The last we heard, the majority of Americans do not accept the current evidence and conclusions of science about the evolution of humans. These people stand on their heads and twist their necks around telling us it's simply a matter of one viewpoint against another viewpoint, with their viewpoint as good as anyone else's.

If you want to believe the Wizard of Oz is inside the Sun stoking a furnace, you're free to believe it. But you should not be free to force your own or someone else's children to believe that -- no matter what your religion, no matter what your personal views, and no matter how much money you have. And if you hold up the Bible to justify your propaganda, you ought to be ashamed of yourself since you know very well that the Bible was written and composed in a time when NO ONE knew anything about modern science or its conclusions because modern science did not yet exist.

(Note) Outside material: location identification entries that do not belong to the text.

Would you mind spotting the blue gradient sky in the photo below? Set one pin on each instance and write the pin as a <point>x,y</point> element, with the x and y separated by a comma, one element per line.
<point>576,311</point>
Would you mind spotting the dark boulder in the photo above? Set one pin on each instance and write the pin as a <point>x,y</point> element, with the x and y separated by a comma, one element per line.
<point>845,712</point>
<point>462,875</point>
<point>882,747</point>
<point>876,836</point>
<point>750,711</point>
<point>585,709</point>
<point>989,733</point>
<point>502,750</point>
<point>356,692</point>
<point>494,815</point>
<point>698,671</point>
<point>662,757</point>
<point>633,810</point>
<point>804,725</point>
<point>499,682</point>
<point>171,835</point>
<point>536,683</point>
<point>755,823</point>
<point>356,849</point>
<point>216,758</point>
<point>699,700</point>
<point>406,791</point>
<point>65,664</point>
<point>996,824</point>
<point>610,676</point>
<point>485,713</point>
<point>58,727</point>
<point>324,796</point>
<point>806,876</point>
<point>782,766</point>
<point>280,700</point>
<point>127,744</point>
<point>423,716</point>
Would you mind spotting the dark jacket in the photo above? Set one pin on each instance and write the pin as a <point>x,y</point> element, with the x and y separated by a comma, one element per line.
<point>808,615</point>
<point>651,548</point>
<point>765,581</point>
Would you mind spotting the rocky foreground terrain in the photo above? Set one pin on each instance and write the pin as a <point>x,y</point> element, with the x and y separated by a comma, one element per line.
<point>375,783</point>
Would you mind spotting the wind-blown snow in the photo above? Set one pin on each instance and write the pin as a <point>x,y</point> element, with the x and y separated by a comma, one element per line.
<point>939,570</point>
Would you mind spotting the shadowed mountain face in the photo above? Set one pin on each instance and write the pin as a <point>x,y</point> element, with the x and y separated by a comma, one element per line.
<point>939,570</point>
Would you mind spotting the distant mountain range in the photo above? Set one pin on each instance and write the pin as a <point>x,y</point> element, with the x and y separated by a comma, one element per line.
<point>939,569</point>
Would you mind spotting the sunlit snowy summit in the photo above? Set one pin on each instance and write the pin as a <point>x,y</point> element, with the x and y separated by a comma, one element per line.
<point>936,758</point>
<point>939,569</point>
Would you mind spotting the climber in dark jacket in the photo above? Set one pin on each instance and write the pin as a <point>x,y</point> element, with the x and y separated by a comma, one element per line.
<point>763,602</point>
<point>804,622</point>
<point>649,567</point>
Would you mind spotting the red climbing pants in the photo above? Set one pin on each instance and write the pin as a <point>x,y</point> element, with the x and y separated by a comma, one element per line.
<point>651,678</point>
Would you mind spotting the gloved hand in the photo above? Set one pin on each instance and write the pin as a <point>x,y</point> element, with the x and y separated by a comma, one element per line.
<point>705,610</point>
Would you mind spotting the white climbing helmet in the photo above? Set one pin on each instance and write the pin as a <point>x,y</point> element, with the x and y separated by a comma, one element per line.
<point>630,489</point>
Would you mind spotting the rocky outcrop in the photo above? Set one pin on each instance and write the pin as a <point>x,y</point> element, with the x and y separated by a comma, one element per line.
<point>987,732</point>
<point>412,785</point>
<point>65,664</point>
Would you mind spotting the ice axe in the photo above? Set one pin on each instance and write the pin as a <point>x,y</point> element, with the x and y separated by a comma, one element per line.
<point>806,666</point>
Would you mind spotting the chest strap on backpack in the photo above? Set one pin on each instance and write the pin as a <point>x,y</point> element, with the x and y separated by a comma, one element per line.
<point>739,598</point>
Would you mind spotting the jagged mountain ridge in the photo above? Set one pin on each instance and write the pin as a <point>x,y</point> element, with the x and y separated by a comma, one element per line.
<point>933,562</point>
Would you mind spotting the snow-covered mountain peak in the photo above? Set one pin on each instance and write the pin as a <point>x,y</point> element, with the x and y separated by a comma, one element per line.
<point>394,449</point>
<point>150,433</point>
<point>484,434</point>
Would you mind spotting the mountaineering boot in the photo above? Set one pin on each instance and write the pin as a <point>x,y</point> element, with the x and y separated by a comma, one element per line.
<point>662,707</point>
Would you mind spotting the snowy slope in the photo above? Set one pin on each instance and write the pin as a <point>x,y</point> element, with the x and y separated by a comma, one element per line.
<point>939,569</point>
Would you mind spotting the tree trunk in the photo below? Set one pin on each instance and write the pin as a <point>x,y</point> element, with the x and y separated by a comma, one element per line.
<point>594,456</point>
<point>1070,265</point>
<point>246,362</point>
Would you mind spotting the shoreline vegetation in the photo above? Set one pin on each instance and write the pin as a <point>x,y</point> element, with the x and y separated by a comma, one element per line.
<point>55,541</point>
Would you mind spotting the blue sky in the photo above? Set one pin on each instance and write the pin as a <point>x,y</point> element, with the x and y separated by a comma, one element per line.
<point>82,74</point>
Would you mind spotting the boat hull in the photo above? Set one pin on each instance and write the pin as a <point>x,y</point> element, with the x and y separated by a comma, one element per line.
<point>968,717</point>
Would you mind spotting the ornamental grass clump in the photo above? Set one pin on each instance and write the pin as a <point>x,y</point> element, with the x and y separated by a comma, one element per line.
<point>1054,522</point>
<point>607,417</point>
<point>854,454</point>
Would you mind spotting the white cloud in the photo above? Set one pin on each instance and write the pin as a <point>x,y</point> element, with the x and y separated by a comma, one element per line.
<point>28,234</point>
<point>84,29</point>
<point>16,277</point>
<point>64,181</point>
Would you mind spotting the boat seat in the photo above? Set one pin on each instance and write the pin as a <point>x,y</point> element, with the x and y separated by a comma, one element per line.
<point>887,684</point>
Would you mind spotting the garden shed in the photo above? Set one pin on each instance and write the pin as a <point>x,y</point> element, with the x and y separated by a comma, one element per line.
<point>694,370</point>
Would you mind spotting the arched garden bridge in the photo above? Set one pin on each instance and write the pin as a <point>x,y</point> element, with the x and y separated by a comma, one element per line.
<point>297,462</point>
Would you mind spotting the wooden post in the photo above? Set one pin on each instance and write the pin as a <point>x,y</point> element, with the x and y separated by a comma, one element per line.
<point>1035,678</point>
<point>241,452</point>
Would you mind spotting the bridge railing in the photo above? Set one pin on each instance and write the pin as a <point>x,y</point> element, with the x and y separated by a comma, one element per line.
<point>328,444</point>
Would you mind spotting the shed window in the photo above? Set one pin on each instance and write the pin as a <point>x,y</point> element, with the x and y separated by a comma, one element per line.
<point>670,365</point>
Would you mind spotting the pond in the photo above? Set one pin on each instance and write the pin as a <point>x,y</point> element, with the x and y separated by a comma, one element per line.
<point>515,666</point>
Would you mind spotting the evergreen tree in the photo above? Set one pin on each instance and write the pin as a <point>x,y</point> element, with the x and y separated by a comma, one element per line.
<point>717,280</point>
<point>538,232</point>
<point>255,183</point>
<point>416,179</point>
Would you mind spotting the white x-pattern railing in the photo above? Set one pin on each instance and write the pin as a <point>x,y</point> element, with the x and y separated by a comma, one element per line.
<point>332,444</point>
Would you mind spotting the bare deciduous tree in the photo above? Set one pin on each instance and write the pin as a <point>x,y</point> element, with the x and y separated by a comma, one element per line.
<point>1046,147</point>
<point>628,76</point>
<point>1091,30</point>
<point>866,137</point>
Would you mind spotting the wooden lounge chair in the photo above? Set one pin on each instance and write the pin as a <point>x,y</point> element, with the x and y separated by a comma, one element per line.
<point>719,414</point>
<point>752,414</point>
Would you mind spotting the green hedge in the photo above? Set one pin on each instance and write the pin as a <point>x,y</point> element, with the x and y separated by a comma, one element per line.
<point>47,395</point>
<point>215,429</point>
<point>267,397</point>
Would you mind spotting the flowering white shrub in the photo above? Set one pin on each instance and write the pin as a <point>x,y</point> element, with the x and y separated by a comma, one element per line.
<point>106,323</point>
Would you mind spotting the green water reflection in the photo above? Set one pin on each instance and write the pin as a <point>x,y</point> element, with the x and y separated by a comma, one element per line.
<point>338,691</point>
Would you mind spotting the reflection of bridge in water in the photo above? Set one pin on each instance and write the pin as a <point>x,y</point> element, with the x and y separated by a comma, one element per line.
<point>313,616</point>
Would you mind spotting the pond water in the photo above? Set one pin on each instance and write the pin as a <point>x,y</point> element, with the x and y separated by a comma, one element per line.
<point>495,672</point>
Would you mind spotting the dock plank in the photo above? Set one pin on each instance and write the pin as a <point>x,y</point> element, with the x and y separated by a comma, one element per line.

Not long ago, an American editor working in a large British publishing house told me with some sadness that most British nonfiction books for the general reader never make it in the American market because the American "general reader" is not educated enough to provide an adequate audience. That's where we're at, folks: Dumb Joe America down a rabbit hole in the dark congratulating himself about how smart he is because the rabbit hole keeps him out of the rain.

In the year 1753, a biologist named Carolus Linnaeus gave us three words to contemplate (actually four words in Latin): "Man, know yourself."

These three words are used as an epigram at the beginning of a just published marvelous book: "Missing Links: In Search of Human Origins" by John Reader of University College London (Oxford University Press, 2011). This is the second edition of a classic, almost totally new, updated, with a set of spectacular new illustrations of fossils and field workers and digs -- the whole array enough to make you wish you had spent your life as a physical anthropologist -- truly one of the most exciting intellectual adventures imaginable. (What can be more exciting than a life spent trying to find out what you are and where you came from?)

The book is immensely readable, a fabulous journey for any reader. But apart from the wondrous journey into human origins, there is one group that should read this book word for word with great care -- every fundamentalist and religionist of any religion and everyone else who doubts our current science of Man. Yes, it's difficult to revise ideas that have been constant in your life since childhood. But it's more important to know the realities of the sciences -- the same sciences that bring you medicine, smart phones, computers, fancy cars and the wonders of the Cosmos before your eyes.

Man, know thyself. And if in the knowing of yourself you will need to revise some of the ideas of your religion, the revisions can only make your religion stronger and more relevant to the human condition.

Enough said. Get hold of this book and read it. I kid you not.